THE key to the political economy in 1989 probably lies in the things that did not happen in 1988: Have the dangers that didn't materialize last year been sidestepped or have they simply been postponed with redoubled stakes? Regarding 1988-89 pitfalls like a recession, a further downward leg in the stock market, a debt implosion, and new political directions on matters like tax, spending, and economic nationalism, the view ahead from January suggests caution.
Some of the problems that loomed so mighty early in 1988 after the October 1987 stock market plunge were at least sidestepped. No recession materialized, the market failed to complete its 1987-88 parallel with 1929-30, and the Democrats - Michael Dukakis, in particular - fumbled their chance to change United States economic priorities in a way that low income groups might applaud but business and investors would not.
In a larger sense, cyclicality may just have been postponed and the stakes raised. Take, for example, two pivotal situations:
The timing of the next recession. This present business cycle represents the longest peacetime US economic recovery in memory, and certainly the longest administered by the Republicans.
The caution is that the dynamics of latter-day GOP economics are just as unprecedented as the longevity. At the time of Ronald Reagan's first inauguration in 1981, he stood for relatively traditional conservatism: tax cuts, spending reductions, reduced government (the abolition, for example, of the Energy and Education departments), consideration of a return to the gold standard, and a balanced budget by 1984.
Jump ahead to 1985 and the beginning of Reagan's second term, and you have an incredible turnabout. The GOP had shifted to what became a triple stimulus package - record budget deficits as a percentage of peacetime gross national product, massive post-August 1982 expansion of the money supply, and deliberate large-scale currency devaluation. This combination arguably extended the recovery, now entering its 73rd month.
As a result of these atypical dynamics, the question, ``Where are we now?'' is hard to answer. The big worry is the overhang of debt, the consequence of mid-1980s borrow-to-expand strategies.
Debt as the dominant issue of 1989 politics. After four or five years in which intermittent fears of budget deficits gave way to political yawns, 1989 may be the year in which the issue climbs into the political driver's seat. Now, we're no longer just talking about the familiar federal deficit. Other debt issues are emerging.

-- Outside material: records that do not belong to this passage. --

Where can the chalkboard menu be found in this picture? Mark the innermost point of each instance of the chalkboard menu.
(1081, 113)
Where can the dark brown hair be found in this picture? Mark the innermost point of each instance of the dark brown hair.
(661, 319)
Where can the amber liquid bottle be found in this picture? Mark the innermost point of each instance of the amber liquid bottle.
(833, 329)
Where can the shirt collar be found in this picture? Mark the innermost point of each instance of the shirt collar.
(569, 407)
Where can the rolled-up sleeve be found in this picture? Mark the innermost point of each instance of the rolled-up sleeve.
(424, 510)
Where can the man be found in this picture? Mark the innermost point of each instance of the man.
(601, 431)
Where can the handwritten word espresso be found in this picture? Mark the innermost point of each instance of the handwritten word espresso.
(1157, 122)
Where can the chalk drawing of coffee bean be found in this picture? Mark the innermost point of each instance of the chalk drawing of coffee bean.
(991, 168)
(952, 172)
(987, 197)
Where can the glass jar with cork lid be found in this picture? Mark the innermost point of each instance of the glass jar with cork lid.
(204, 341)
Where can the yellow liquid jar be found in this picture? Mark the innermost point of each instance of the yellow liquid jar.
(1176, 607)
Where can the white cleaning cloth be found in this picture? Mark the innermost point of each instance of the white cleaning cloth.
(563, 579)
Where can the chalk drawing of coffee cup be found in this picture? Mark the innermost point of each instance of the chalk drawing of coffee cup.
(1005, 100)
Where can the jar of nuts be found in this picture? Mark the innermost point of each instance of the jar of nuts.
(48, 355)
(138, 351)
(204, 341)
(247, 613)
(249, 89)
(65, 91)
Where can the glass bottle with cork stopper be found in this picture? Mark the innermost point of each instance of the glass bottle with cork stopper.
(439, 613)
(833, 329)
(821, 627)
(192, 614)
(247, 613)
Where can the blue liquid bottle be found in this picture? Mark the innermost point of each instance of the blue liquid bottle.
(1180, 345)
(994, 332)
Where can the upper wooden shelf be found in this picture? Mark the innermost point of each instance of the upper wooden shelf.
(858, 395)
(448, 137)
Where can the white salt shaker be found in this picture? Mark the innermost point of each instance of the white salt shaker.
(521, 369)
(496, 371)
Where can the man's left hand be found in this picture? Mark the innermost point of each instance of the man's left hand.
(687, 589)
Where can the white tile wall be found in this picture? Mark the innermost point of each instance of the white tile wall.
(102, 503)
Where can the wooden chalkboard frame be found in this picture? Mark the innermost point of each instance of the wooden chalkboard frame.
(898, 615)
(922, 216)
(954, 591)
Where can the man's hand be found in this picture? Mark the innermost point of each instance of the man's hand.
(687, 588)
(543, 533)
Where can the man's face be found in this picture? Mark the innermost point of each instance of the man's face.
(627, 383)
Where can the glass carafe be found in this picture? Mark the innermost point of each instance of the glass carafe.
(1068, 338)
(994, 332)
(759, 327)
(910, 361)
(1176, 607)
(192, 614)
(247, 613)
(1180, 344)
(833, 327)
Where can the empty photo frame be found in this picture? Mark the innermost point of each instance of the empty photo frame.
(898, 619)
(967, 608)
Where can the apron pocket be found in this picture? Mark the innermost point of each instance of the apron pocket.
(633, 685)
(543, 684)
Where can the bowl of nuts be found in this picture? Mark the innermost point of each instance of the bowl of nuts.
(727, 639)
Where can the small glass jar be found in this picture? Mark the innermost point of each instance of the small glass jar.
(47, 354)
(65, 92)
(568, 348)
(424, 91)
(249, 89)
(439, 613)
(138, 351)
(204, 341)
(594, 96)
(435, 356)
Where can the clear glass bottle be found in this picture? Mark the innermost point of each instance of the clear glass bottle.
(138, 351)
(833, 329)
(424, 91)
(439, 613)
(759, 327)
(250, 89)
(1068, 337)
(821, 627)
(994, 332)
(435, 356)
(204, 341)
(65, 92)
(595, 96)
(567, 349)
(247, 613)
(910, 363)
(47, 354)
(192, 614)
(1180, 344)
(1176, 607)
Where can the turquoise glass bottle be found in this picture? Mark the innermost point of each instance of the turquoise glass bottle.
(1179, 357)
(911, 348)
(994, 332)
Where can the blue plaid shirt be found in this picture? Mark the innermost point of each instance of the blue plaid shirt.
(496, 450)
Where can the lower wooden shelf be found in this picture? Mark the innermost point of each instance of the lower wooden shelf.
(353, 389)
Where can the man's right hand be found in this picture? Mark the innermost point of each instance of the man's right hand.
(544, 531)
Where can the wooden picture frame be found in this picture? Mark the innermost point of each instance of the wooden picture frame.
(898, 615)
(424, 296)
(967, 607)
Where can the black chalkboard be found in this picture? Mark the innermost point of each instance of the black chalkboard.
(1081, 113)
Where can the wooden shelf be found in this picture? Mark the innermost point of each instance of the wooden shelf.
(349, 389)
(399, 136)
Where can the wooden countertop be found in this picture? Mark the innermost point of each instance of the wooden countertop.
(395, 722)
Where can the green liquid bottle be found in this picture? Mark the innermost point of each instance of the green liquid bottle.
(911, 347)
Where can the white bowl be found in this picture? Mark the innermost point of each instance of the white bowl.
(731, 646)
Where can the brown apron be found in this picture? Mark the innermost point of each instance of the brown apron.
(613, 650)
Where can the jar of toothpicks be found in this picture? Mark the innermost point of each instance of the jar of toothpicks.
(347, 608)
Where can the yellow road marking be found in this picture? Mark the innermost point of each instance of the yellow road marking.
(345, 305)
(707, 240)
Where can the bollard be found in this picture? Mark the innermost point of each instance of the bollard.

The ramifications of a decade of looseness, laxness, and ``don't worry about debt'' supply-side theories are beginning to encircle the administration and Congress like a seamless web. Now we must deal with the savings-and-loan bailout, rising evidence of other shaky federal loan programs, proposals to tap the social security system for deficit reduction, partial loss of control over US interest rates to Japan, the emergence of the US as the world's top debtor nation, and the resulting ``selling of America'' debate.
Precarious circumstances like these could have become major issues of the 1988 presidential campaign. Indeed, they probably should have been a central point of discussion to lay the groundwork for public understanding and acceptance of serious remedies.
Of course, that would have meant a sizable loss of credibility for both the Reagan administration and conservative economics, and George Bush might well have lost the election. As things worked out, Mr. Bush must now manage the transformation of the US economy from what he more or less called a rose garden into what may become a political and legislative mine field.